My last rewatch of this I noticed that Danny DeVito produced this movie. I then realized that Danny DeVito played a science experiment, lab created, lesser twin in Twins; he played a genetically undesirable, and abandoned first born in Batman Returns; and he felt compelled enough by this screenplay that he decided to produce the dystopian future of a genetically enhanced civilization.

Peter Jones

Pushing all my chips in on a big budget miniseries remake/continuation. Something I never considered, I'd love to see it. Spoilers ahead: I loved getting Sarah's fresh take (I was one of those people who saw it first in my 7th grade science class).

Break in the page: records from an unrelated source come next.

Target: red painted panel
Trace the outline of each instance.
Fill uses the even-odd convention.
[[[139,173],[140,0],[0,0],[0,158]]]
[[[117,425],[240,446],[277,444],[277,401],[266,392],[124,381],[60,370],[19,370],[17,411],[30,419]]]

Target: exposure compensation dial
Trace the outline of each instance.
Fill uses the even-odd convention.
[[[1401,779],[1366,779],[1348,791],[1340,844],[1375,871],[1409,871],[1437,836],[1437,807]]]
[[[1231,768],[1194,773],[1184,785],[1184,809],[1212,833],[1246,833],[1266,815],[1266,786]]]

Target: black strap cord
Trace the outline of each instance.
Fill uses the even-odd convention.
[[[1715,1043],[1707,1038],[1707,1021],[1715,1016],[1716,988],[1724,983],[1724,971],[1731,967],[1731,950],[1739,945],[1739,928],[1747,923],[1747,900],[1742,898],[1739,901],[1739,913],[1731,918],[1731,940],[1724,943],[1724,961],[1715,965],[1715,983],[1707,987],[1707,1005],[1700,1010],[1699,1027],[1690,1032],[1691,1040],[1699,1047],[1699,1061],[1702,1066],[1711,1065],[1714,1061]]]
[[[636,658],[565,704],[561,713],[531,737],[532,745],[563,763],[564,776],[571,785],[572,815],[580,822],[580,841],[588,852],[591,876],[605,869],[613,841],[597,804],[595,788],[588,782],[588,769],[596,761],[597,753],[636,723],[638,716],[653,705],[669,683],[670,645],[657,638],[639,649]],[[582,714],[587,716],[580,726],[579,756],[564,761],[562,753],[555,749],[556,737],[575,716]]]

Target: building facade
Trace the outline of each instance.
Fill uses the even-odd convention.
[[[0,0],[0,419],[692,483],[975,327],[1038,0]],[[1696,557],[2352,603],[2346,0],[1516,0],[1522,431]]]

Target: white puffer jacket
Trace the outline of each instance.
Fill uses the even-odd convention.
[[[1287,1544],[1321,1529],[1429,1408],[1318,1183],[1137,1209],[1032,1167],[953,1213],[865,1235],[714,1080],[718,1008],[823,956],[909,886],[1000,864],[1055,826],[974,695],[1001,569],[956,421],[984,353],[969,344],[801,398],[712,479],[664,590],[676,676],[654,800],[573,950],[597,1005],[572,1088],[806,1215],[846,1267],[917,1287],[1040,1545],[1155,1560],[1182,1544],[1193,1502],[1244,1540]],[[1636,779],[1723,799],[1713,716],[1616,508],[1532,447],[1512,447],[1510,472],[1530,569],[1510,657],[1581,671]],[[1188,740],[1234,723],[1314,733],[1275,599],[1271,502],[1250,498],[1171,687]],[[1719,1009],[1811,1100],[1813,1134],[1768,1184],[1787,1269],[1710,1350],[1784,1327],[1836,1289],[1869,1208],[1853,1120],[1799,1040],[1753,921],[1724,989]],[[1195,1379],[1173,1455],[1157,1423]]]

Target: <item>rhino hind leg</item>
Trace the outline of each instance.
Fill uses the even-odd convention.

I'd just like to go to bat for Ethan Hawke's uncharacteristic resignation at the last moment—it may be clunky, but it's there to set up the reveal: that Xander Berkeley was tacitly in on it the whole time. Michael says that the main conceit as a viewer is believing that Hawke could actually get away with this scheme, ever. But we get this mini twist to show that there's still power in a bit of solidarity among little people suffering under a discriminatory society. It seems ridiculous that his brother, doctor, girlfriend, or former boss wouldn't immediately catch onto the ploy—but I think we're shown that they obviously must, and they just don't sell him out. Everyone that actually understands him and his situation help him succeed.